Hauptberuflich in der Schweiz als wissenschaftliche Mitarbeiterin im Bereich künstliche Intelligenz zur Analyse von Biomedizindaten tätig, hat die Schokoladeliebhaberin in den letzten beiden Jahren als Start-up 10.000 Pralinen in Kooperation mit Confiseur Uwe Dengel produziert. In die Steirerkugel – eine Edel-Schokoladenkugel, gefüllt mit gerösteten Kürbiskernen und deren steirischem Kürbiskernöl g.g.A. – kommt nur Kernöl von Andreas und Karin Kainz aus Wolkerstorfers Heimat Wundschuh bei Graz. Derzeit betreibt sie ihr Unternehmen »Gloria Pralinen« parallel zu ihrem Doktorat, doch das dürfte sich bald ändern.
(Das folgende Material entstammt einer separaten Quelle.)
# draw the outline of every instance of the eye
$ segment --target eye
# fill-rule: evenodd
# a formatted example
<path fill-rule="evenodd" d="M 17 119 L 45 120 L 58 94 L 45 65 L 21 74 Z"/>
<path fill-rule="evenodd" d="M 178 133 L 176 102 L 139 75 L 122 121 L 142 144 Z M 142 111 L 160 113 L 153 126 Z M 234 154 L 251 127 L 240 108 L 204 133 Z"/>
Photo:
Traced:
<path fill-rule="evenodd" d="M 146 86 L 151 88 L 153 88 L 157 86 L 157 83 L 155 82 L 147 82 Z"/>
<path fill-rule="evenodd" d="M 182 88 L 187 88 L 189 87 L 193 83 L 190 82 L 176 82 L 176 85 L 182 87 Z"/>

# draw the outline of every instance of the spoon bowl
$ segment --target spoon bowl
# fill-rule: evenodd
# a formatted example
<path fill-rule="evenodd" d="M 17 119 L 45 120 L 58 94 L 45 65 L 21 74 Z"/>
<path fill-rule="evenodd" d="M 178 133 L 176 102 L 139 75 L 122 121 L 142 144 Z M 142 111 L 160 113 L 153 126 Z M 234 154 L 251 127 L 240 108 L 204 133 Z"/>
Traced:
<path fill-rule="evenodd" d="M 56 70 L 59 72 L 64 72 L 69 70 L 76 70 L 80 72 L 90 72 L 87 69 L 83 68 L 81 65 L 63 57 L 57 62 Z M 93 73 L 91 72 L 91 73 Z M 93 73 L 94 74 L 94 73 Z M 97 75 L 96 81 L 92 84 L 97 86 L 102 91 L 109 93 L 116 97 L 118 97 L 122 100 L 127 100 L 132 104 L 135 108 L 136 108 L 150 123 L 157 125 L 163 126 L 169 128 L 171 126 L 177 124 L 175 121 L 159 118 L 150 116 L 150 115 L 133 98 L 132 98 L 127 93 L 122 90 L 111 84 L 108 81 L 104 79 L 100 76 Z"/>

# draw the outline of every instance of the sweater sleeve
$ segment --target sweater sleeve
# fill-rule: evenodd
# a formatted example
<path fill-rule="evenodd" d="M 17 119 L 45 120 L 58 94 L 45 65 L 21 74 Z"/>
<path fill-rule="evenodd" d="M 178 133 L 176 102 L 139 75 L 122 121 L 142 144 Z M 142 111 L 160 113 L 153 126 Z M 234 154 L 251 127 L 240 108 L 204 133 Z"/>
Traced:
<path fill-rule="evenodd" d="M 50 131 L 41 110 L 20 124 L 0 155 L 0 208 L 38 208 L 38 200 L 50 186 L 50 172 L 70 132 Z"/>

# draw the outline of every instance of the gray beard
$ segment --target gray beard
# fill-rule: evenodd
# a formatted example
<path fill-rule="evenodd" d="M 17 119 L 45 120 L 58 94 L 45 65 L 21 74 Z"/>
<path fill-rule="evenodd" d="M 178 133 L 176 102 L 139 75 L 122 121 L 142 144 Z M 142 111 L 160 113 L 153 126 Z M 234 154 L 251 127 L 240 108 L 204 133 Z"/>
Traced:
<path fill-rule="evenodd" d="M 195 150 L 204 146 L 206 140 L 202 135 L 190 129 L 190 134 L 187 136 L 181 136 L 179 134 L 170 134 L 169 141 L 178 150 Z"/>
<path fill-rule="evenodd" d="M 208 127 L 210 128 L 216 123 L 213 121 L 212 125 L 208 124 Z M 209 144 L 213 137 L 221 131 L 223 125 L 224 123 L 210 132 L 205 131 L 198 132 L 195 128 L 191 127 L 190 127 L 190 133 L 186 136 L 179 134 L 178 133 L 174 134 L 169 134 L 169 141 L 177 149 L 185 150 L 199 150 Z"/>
Die Steirerkugel soll ins Rollen kommen. »Mir ist es vor allem wichtig, dass wir Steirer unsere wunderbaren Ressourcen, wie etwa das Kürbiskernöl in der Steirerkugel, weit über die Landesgrenzen hinaus bekannt machen. Derzeit wohne ich in Zürich und von gutem Kernöl haben die hier noch nichts gehört.«

Exotisch geht’s in der »Ölmühle Labugger« zu – hier wird das grüne Gold in Form kleiner, flüssig gefüllter Perlen mit nussigem Geschmack schlichtweg zu Kernöl-Kaviar. Der Grazer Weltenbummler Robert Horvath setzt noch eines drauf und hat aus Kernöl Hochprozentiges kreiert. Sein klares Destillat erinnert in der Nase tatsächlich an Salat mit Kernöl. Für noch mehr steirisch-grünen Military-Sprenkel auf weißen Hemden und Blusen schaut man am besten im Kernölmuseum in Heimschuh vorbei oder kehrt bei einem der 24 Ölspur-Wirte ein. Und spätestens beim traditionellen »Tag der offenen Kernölpressen« brennt sich der frische Kürbiskernduft ohnedies in die Seele ein.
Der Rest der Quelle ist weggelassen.